I have one thing in common with one of my neighbours: we both don’t like pets and so, we don’t have them in our homes.
When she recently told me about a strange cat that was frequenting her home where it found comfort in their lounge or bedrooms, I sympathised with her. I identified with her pain because I can’t stand the presence of a cat or a dog in my home; hence, my decision to raise none of these pets.
I thought I had an idea of the nuisance she was putting up with until the cat decided to change course and started visiting my house a few days ago.
No amount of chasing or shouting has helped us get rid of the small creature, which seems to be spending more time in our house than the owner’s, who I don’t know.
While it is easy for me to keep a dog away by simply closing the doors, this cat sneaks into the house through windows, making way to the kitchen or other rooms of its choice, to my displeasure.
Imagine you are taking a nap one afternoon only to be woken up my some strange cat meowing beside you. It is just maddening.

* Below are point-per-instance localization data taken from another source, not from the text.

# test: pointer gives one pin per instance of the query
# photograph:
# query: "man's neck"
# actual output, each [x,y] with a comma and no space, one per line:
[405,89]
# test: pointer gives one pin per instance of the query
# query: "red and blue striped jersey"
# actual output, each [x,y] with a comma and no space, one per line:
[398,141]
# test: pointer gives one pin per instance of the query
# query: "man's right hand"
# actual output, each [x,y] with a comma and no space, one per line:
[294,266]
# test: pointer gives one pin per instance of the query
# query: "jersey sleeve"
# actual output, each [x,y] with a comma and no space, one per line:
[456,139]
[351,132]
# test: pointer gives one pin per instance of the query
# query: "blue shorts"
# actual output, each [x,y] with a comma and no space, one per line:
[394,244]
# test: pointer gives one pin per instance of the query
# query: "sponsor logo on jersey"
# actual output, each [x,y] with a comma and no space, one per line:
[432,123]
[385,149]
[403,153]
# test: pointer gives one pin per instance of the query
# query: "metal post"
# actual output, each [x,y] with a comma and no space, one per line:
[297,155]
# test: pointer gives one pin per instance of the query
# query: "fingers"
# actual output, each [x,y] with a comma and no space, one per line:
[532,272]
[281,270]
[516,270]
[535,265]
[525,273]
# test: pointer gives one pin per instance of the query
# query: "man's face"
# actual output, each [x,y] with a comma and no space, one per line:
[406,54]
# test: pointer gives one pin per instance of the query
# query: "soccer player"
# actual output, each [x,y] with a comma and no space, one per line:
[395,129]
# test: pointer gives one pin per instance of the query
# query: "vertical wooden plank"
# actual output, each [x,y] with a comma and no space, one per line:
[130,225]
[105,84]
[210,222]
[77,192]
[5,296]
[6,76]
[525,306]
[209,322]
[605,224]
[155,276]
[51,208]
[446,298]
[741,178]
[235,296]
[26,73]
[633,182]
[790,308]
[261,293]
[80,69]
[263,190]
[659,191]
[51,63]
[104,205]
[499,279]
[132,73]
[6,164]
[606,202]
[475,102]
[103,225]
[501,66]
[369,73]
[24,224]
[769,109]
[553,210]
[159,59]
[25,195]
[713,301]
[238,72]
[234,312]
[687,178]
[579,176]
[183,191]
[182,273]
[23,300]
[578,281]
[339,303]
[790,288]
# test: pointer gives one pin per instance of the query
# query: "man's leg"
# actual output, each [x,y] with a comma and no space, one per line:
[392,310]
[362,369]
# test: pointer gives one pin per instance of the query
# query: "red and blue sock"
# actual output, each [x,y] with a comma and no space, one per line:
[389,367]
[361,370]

But this is not the only nuisance that some people suffer at the hands of pets they don’t own. There are some irresponsible dog owners who care less about where their dog eats, plays or defecates, such that some households have to put up with the forced presence of hungry dogs that come in search of food before turning their lawns into toilets.
Some of the ‘homeless’ dogs—which are a threat to people’s lives as they more likely never get necessary vaccines—enjoy sleeping on neighbours’ door mats where they sometimes drop their hair and ticks while the wounds on their ears invite flies to the wrong doorsteps.
Pets can be fun and a reliable source of security and, of course, good company for other people, but if you ask me, not everyone should own a pet because some people just don’t know how to responsibly look after these animals.
Take, for instance, a household in some high density township that chooses to own a group of dogs when they don’t even have a fence or mere chains to limit their movements. It is such dogs, who are usually poorly fed, that end up stealing food from neighbours’ kitchens.
If you don’t own a dog, the last thing you want to find on your lawn or yard is dog shit. Why should someone else decide to own a pet and leave you the duty to clean after them? There is more to owning pets that just acquiring them.
Considering the absence of reasoning capabilities in pets, owners have a responsibility to take interest in how their animals move about in the neighbourhood.